Dear Dr. Jahn,
If I occasionally beat up my voice, how much rest does it need to recover? Two days of gentle voice use? More? I am talking about the other night when I strained my voice at a three hour gig with a bad sound system and ended up with a raspy voice at the end of it.
I wish there were a simple formula I could give you. In reality, there are too many factors at play. Your age, the anatomical attributes of your vocal equipment, your general health, state of hydration, non-singing vocal habits, social factors (smoking and drinking), as well as what actually happened to your cords – just some factors to consider. Huskiness from a bit of swelling or muscle strain is quite different from hoarseness due to a vocal cord hemorrhage.
Here are some suggestions:
If you have significantly strained your voice, try 48 hours of complete voice rest. This means no singing, no talking, and only essential minimal whispering (not the stressful “stage whisper”). Stay well hydrated during this time. Then, try vocalizing. Try some soft sirens (glissandos) up and down to check the top and the mix. Be aware of, and avoid, compensating by muscling or squeezing the voice if the top is clear but the mix is problematic; try muscle-relaxing techniques such as stretching and massaging the neck.
The best, of course, is to avoid the situation.
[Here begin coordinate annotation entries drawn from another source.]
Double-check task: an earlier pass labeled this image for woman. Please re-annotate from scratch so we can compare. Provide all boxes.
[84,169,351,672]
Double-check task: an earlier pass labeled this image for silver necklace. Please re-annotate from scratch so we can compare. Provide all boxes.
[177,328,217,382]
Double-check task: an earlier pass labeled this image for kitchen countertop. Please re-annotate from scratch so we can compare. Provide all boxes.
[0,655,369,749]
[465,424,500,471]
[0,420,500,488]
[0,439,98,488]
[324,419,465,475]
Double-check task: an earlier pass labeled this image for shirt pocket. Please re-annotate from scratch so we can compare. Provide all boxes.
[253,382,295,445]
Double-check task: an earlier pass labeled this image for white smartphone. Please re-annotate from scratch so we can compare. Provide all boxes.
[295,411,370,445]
Like most things, if vocal strain becomes the norm rather than the exception, you may eventually have longer lasting vocal damage.
-Anthony F. Jahn, MD, FACS, FRCS(C)
This discussion is for general information and not to be construed as specific medical advice that you should obtain from your own physician.
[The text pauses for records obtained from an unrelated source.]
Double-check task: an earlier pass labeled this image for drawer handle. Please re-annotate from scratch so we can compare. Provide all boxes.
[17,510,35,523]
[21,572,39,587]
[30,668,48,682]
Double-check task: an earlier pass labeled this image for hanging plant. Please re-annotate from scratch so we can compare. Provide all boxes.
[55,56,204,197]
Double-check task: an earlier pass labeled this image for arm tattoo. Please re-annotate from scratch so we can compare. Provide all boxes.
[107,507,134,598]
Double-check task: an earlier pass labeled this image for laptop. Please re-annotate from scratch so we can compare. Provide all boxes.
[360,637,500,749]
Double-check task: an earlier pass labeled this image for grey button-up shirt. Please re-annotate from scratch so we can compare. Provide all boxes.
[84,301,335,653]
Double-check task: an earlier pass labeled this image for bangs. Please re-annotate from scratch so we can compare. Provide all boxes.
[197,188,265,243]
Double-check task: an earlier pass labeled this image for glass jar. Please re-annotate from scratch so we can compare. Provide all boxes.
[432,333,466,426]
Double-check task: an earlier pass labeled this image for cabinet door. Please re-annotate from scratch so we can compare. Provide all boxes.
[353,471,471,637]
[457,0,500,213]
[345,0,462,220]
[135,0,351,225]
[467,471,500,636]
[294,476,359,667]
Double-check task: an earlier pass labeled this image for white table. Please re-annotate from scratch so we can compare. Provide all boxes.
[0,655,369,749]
Dr. Jahn is an internationally renowned otolaryngologist based in Manhattan with a sub-specialty interest in the professional voice. His practice includes classical and popular singers. He holds academic appointments at Mount Sinai School of Medicine and Westminster Choir College in Princeton. He is Medical Director at Jazz at Lincoln Center, and former Director of Medical Services at the Metropolitan Opera in New York. Dr. Jahn has published several books for vocalists, including “Vocal Heath for Singers” (Singdaptive) and “The Singer’s Guide to Complete Health” (Oxford University Press).